Alexander Hamel, BS
Medical Student
University of Massachusetts Chan Medical School
Worcester, Massachusetts, United States
Andrew Duarte, MD
Assistant Professor
University of Massachusetts Chan Medical School
Worcester, Massachusetts, United States
A 46-year-old male with multiple sclerosis (MS) presented with severe chronic right knee pain without injury history. MRI revealed moderate-to-severe distal semimembranosus tendinosis with mild bursitis. He was diagnosed with focal semimembranosus tendinopathy (SMT) and received peri-tendinous ultrasound-guided injection, providing significant pain improvement.

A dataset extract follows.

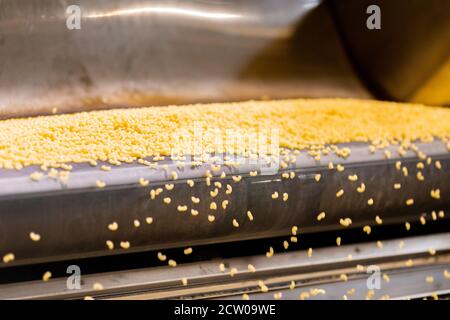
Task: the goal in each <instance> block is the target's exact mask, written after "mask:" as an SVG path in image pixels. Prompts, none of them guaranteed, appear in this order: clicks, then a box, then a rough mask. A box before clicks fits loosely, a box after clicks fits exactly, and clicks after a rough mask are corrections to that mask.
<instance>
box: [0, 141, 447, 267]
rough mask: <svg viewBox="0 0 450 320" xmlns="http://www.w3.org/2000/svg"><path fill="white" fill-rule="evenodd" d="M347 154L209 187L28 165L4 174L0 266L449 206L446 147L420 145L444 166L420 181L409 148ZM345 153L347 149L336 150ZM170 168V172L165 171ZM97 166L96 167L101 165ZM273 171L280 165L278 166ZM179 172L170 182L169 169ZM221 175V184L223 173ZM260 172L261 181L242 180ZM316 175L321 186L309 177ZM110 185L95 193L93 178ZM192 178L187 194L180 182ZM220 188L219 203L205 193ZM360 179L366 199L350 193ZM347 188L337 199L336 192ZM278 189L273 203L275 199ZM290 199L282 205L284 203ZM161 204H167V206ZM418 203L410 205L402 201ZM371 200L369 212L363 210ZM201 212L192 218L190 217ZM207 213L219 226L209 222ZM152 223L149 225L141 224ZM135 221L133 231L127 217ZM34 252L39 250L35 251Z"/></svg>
mask: <svg viewBox="0 0 450 320" xmlns="http://www.w3.org/2000/svg"><path fill="white" fill-rule="evenodd" d="M346 146H349V147H350V148H351V150H352V152H351V155H350V156H349V157H347V158H346V159H345V160H344V159H342V158H339V157H337V156H336V155H333V154H328V155H323V156H322V157H321V159H320V160H319V161H316V160H314V158H312V157H311V156H309V155H308V154H307V153H306V152H303V153H301V154H300V155H298V156H296V159H295V160H296V162H295V163H290V164H289V166H288V167H287V168H285V169H283V170H281V171H280V172H278V171H276V172H269V173H268V174H265V172H264V169H265V165H266V163H265V162H264V164H257V163H255V164H247V163H245V162H244V163H243V164H241V165H239V166H237V167H234V166H229V165H224V164H223V163H220V164H221V169H220V171H217V172H215V171H211V172H212V173H213V174H214V177H213V178H212V179H211V184H210V186H208V185H207V183H206V181H205V171H206V170H207V169H208V168H210V166H208V165H206V164H205V165H203V166H202V167H191V166H190V162H189V160H188V165H186V166H185V167H183V168H181V169H180V168H177V167H178V165H179V164H178V161H172V160H169V159H167V160H164V161H165V162H164V163H161V164H160V165H159V167H158V168H157V169H151V168H149V167H148V166H144V165H140V164H122V165H121V166H116V167H113V168H112V169H111V171H108V172H105V171H103V170H101V169H100V167H91V166H89V165H87V164H77V165H74V168H73V170H72V171H71V173H70V178H69V180H67V181H66V182H60V181H58V180H55V179H52V178H50V177H45V178H43V179H42V180H40V181H39V182H35V181H32V180H31V179H30V177H29V174H30V173H31V172H33V171H35V170H36V168H33V167H28V168H24V169H22V170H20V171H12V170H0V240H1V243H2V249H3V250H4V251H3V252H0V255H1V254H6V253H7V252H14V254H15V260H14V261H13V262H11V263H8V264H0V270H1V269H2V268H8V267H14V266H17V265H24V264H33V263H40V262H48V261H56V260H62V259H74V258H83V257H92V256H106V255H112V254H124V253H128V252H142V251H148V250H160V249H167V248H174V247H183V246H191V245H199V244H212V243H219V242H230V241H238V240H244V239H258V238H270V237H276V236H284V235H286V236H289V235H290V234H291V227H292V226H293V225H297V226H300V228H301V230H302V233H306V232H317V231H321V230H339V229H343V228H344V227H343V226H341V225H340V219H341V218H351V219H352V221H353V223H352V225H351V227H352V228H353V227H354V228H358V227H362V226H364V225H375V217H376V216H377V215H378V216H381V217H382V219H383V224H385V225H386V224H392V223H402V224H403V223H405V221H410V222H411V223H413V222H415V221H419V219H420V217H421V216H424V217H425V218H426V219H428V220H429V219H430V216H431V211H433V210H435V211H436V212H437V211H439V210H446V211H447V212H448V208H450V198H449V197H448V196H447V195H448V194H449V193H450V185H449V184H448V181H449V180H450V170H449V168H450V154H449V153H448V152H447V150H446V147H445V144H444V143H442V142H439V141H435V142H433V143H417V147H418V148H419V150H421V151H422V152H424V153H425V154H427V155H428V156H430V157H432V158H433V159H434V160H440V162H441V166H442V169H441V170H437V169H436V168H435V167H434V166H433V165H427V166H426V167H425V168H424V169H423V170H422V172H423V175H424V176H425V177H426V179H425V180H424V181H419V180H417V178H416V174H415V172H417V162H419V161H420V159H419V158H418V157H417V154H416V153H415V152H413V151H408V152H407V153H406V154H405V155H404V156H403V157H401V158H400V157H399V156H398V150H397V148H396V147H395V146H391V147H389V148H390V149H389V150H390V151H391V152H392V158H391V159H390V160H386V155H385V153H384V152H383V151H381V150H379V151H377V152H375V153H374V154H372V153H371V152H370V151H369V150H368V146H367V144H363V143H361V144H351V145H346ZM341 147H343V146H341ZM399 159H401V162H402V166H405V167H407V168H408V171H409V172H410V174H409V175H408V176H407V177H405V176H404V175H403V173H402V172H401V171H398V170H397V169H396V168H395V162H396V161H398V160H399ZM329 162H333V163H334V164H335V165H336V164H338V163H341V164H342V165H344V166H345V171H344V172H339V171H337V170H330V169H329V168H328V163H329ZM164 164H166V165H167V166H168V167H167V169H164V168H163V165H164ZM99 165H101V164H99ZM277 168H278V167H277ZM175 170H176V171H177V175H178V178H177V180H176V181H174V180H173V179H172V178H171V172H172V171H175ZM222 170H223V171H224V172H225V173H226V177H225V178H220V172H221V171H222ZM252 170H257V171H258V172H259V173H258V175H257V176H250V175H249V174H248V173H249V172H250V171H252ZM290 171H295V173H296V175H295V177H294V178H292V179H291V178H290V179H284V178H283V179H282V176H281V173H282V172H290ZM317 173H320V174H321V175H322V178H321V180H320V181H319V182H317V181H316V180H315V179H314V176H315V175H316V174H317ZM350 174H356V175H357V176H358V182H357V183H355V182H351V181H349V180H348V175H350ZM232 175H242V180H241V181H240V182H237V183H236V182H234V181H233V180H232V179H231V176H232ZM140 177H143V178H145V179H148V180H149V181H150V184H149V185H148V186H147V187H142V186H141V185H140V184H139V182H138V181H139V178H140ZM98 179H99V180H102V181H105V182H106V187H105V188H102V189H99V188H97V187H96V185H95V181H96V180H98ZM187 179H193V180H195V185H194V186H193V187H192V188H191V187H189V186H188V185H187V183H186V180H187ZM216 181H218V182H220V183H221V188H219V189H220V190H219V189H218V191H217V192H218V193H217V196H215V197H214V198H213V197H212V195H211V192H213V191H214V190H215V188H216V186H215V184H214V183H215V182H216ZM361 182H364V184H365V186H366V192H364V193H359V192H357V191H356V188H357V186H358V185H359V184H360V183H361ZM395 183H401V186H402V188H401V190H394V188H393V186H394V184H395ZM166 184H174V187H173V190H171V191H167V190H165V185H166ZM227 184H230V186H232V193H226V191H225V190H226V185H227ZM157 188H161V189H162V190H163V193H162V194H161V195H159V196H158V197H156V199H154V200H151V198H150V196H149V192H150V190H151V189H157ZM436 188H439V190H440V193H441V194H442V197H441V198H440V199H439V200H438V199H431V197H430V190H431V189H436ZM340 189H344V190H345V195H344V196H343V197H342V198H340V199H338V200H337V198H336V192H337V191H338V190H340ZM275 191H277V192H278V193H279V199H277V200H274V199H272V197H271V195H272V194H273V193H274V192H275ZM283 193H287V194H288V196H289V197H288V199H287V201H283V200H282V199H281V198H282V196H283ZM192 196H195V197H199V198H200V199H201V201H200V203H198V204H193V203H192V200H191V197H192ZM164 197H170V198H171V199H172V202H171V203H170V204H166V203H164V202H163V198H164ZM410 197H413V198H414V205H413V206H406V205H405V201H406V200H407V199H408V198H410ZM369 198H372V199H373V200H374V205H372V206H368V205H367V200H368V199H369ZM224 200H228V202H229V203H228V206H227V208H226V210H225V209H223V207H222V205H221V204H222V201H224ZM212 201H214V202H216V204H217V210H211V208H210V203H211V202H212ZM178 205H186V207H187V210H186V211H185V212H179V210H178V209H177V206H178ZM191 209H196V210H197V211H198V215H197V216H193V215H191V213H190V210H191ZM247 210H250V211H251V212H252V213H253V216H254V220H253V221H249V219H248V218H247ZM322 211H325V212H326V219H324V220H323V221H320V222H319V221H317V215H318V213H320V212H322ZM210 214H213V215H214V216H215V221H214V222H213V223H211V222H209V221H208V218H207V217H208V215H210ZM147 216H151V217H152V218H153V219H154V222H153V223H152V224H151V225H147V224H146V223H145V218H146V217H147ZM134 219H138V220H139V221H141V226H140V227H139V228H136V227H134V225H133V220H134ZM233 219H237V221H238V222H239V224H240V225H239V228H235V227H233V224H232V220H233ZM113 221H116V222H117V223H118V225H119V228H118V230H117V231H115V232H111V231H110V230H108V228H107V226H108V224H110V223H112V222H113ZM31 231H34V232H38V233H39V234H41V235H42V239H41V240H40V241H39V243H38V244H36V243H35V242H33V241H30V239H29V237H28V234H29V233H30V232H31ZM107 240H111V241H114V243H115V249H114V250H108V249H107V247H106V245H105V242H106V241H107ZM121 241H129V242H130V243H131V247H130V248H129V249H126V250H125V249H121V248H120V246H119V244H120V242H121ZM37 247H38V248H39V250H36V248H37Z"/></svg>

Case Description: The patient presented to his PCP with acute, worsening right knee pain without injury. X-rays were unremarkable. He received physical therapy (PT) knee exercises and botulinum toxin for spasticity. Two years into PT, he reported worsening knee pain and was eventually referred to physiatry after no significant findings of intra-articular nor ligamentous pathology by orthopedics. In the clinic, the patient’s pain was sharp at rest, worse with weight-bearing, and mildly alleviated by ibuprofen and topical diclofenac. MRI revealed a small free edge tear of the lateral meniscus, mild acute-on-chronic MCL sprain, and moderate-to-severe distal SMT with mild semimembranosus bursitis. An ultrasound-guided corticosteroid injection at the tibial insertion of the semimembranosus significantly relieved symptoms.
Discussions:
SMT is an uncommon cause of knee pain in the general population and has not been described in MS. Gait abnormalities and spasticity are common MS complications that can strain tendons and precipitate secondary musculoskeletal conditions. The patient’s gait, compensatory to foot drop, demonstrated excessive knee flexion, overloading the distal semimembranosus tendon. Without well-described SMT treatment recommendations, inferring from other tendinopathy best-practices and the patient’s coexisting bursitis made ultrasound-guided corticosteroid injection the optimal symptom-relieving therapy.
Conclusions: This unusual case demonstrates that altered biomechanics due to MS may overload tendons and cause presentations like other chronic knee pain etiologies. Successful symptom resolution following ultrasound-guided corticosteroid injection in this case supports interventions targeted at the presenting pathology in patients with complex neurological and musculoskeletal conditions. This case broadens the understanding of secondary musculoskeletal complications in MS, underscoring the need for a multidisciplinary management approach in pain management.